NATO Appoints Special Rep. for Women, Peace and Security

NATO has announced the appointment of Norwean diplomat Mari Sk√•re Special Representative of Secretary General Rasmussen for Women, Peace and Security. This demonstrates a new level of commitment for the Alliance to implementation of UN Security Council Resolution 1325 on that topic.

Including a gender perspective in NATO missions has been done at the operational level in Kosovo and Afghanistan, and is increasingly important with the kinds of missions that NATO is now undertaking. This new appointment raises the political profile of UNSCR 1325 issues at NATO HQ, which is something to the good.


NATO's Failure to Plan for Aftermath of War Evident, Dangerous in Libya

The unintended consequences of NATO's intervention in Libya last year continue unabated, as shown in a recent Guardian piece on the hundreds of armed militia groups that now pervade the country.

These militia groups are well armed, have refused to come under the control of the National Transitional Council (itself largely run by ex-Gaddhafi supporters who were smart enough to turn coat early). They now run secret prisons where detainees are tortured, the kill with impunity and are making the country ungovernable.

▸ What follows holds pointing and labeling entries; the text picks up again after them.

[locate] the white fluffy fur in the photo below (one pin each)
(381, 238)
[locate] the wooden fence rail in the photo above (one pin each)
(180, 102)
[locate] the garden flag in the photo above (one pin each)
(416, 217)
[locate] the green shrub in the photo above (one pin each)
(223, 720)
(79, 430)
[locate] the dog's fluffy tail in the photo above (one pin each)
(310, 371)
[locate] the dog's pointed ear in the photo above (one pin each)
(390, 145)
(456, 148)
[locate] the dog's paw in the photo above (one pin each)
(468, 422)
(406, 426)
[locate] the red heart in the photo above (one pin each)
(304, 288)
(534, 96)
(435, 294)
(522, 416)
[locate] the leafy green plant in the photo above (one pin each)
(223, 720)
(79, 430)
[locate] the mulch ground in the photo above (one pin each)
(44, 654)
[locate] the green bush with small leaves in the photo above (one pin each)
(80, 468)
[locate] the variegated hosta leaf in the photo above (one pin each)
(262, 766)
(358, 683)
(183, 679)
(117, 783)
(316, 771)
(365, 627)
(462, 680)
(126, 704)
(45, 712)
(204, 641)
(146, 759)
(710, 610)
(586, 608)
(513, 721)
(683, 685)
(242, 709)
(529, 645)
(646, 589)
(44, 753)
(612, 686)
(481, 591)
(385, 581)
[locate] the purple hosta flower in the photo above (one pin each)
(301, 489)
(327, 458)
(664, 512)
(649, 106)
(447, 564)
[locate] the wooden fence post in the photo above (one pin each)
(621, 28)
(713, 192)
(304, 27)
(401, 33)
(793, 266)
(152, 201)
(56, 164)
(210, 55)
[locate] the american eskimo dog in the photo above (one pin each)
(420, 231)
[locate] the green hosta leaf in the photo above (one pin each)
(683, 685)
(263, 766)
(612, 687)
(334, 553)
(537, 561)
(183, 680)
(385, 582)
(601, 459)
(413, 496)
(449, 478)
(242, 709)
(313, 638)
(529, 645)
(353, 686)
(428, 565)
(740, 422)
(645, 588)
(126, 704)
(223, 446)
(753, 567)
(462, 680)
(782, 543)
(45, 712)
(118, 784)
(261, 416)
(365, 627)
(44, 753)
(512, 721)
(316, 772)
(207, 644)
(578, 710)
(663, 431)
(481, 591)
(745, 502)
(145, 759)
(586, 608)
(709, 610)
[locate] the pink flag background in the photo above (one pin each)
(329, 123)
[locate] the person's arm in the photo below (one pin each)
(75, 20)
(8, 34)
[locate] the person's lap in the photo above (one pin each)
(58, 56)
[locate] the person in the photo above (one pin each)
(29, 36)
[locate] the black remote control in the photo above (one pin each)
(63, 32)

These consequences of the break up of the Gaddhafi regime were entirely foreseeable, and yet NATO failed to plan for them. Any rational plan for a successful end to the war last year needed to include organisation of the security sector under the control of the interim government to prevent just the current circumstances arising.

NATO has taken pride in its military efficiency in helping to oust Gaddhafi, and has refused responsibility for events that have happened since. But the state of semi-conflict and instability to the south of the Mediterranean is a security risk for Alliance nations - to ignore it and do nothing about it is untenable - especially since Mali, another country negatively impacted by NATO's Libya mission has descended into chaos and is now a rallying point for Al Qaeda followers across the Maghreb.

The conclusion - NATO needs to plan for all aspects of interventions it undertakes, not just the bits it wants to do. This particularly applied to Libya where the mission was notionally protection of civilians under a UN mandate (although NATO quickly used that to effect regime change). Civilians continue to suffer and die in Libya, and NATO nations bear some of the responsibility for creating the circumstances that allow that.

In Libya, it has a mess it should be working hard to sort out. If it doesn't then, in the long run, it could get bitten.